In the current world scenario, the investment options are not restricted by geographical boundaries. An investor can invest in any kind of share market around the globe. Many young professionals consider investing their money in the international share market as it allows them to diversify their portfolio by spreading out their international stock exchange risk, thus providing them great exposure to various growing economical global stock markets like the U.S stock exchange, London stock exchange, etc.
Here are few reasons why investing in an international share market can prove to be fruitful for the investor;
International Diversification
An international investment diversification was studied in the early 1960s and the observations have shown that by diversifying across nations whose share market cycles were not perfectly correlated, investors could lower the risk of their investment returns at a given level of expected return. Also, the investors should keep in mind that the top-performing companies keep on changing every year. Thus, sticking to a particular nation or asset class could lead them to huge financial losses. The depreciating currency changes also prove fruitful to many investors and thus many financial institutions and advisors suggest having a globally diversified portfolio.
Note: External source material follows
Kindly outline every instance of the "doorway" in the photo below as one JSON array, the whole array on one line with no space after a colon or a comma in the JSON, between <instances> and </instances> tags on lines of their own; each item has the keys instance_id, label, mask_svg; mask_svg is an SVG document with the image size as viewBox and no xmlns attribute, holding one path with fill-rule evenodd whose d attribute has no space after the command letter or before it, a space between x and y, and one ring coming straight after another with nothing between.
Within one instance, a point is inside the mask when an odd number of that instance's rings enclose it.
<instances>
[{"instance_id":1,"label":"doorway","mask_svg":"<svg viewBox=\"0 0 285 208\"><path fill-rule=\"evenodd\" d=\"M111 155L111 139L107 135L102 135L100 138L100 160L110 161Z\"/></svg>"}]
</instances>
The Subtlety of Investing Abroad
The basic thing an investor needs to have before investing in the international share market is a Demat or trading account with an authorized and recognized broking house. As of now, an Indian investor can invest up to $2,50,000 (approx 1.88 crore rupees) under the Liberalised Remittance Scheme(LRS). Brokerages for investing vary from 1 cent to dollars per trade, depending upon the plan one opts for. Investors can directly invest in overseas shares as well, but these kinds of trades require a significant amount of research and the right mindset while investing.
Investments through Mutual Funds
The easiest way the investor can have exposure to an international stock market is by investing in mutual funds. Many Indian fund institutions have lucrative schemes for such investments in overseas equities. Some investors may have views against global diversification arguing that overseas investment may overlap domestic share capitals. But that is not the case, as companies tend to respond according to local and geopolitical events. The mutual funds are the easiest way of investing as it does not require a separate trading account. The mutual fund investments can be started through the SIP route as well with a bare minimum amount of Rs 500.
Conclusion:
An investor should always research and have an in-depth understanding of the economic and geopolitical factors of international trading. Investors should focus on their investment objectives, costs, and prospective returns before investing. A balanced and diversified portfolio with risk calculation always yields a good return to investors.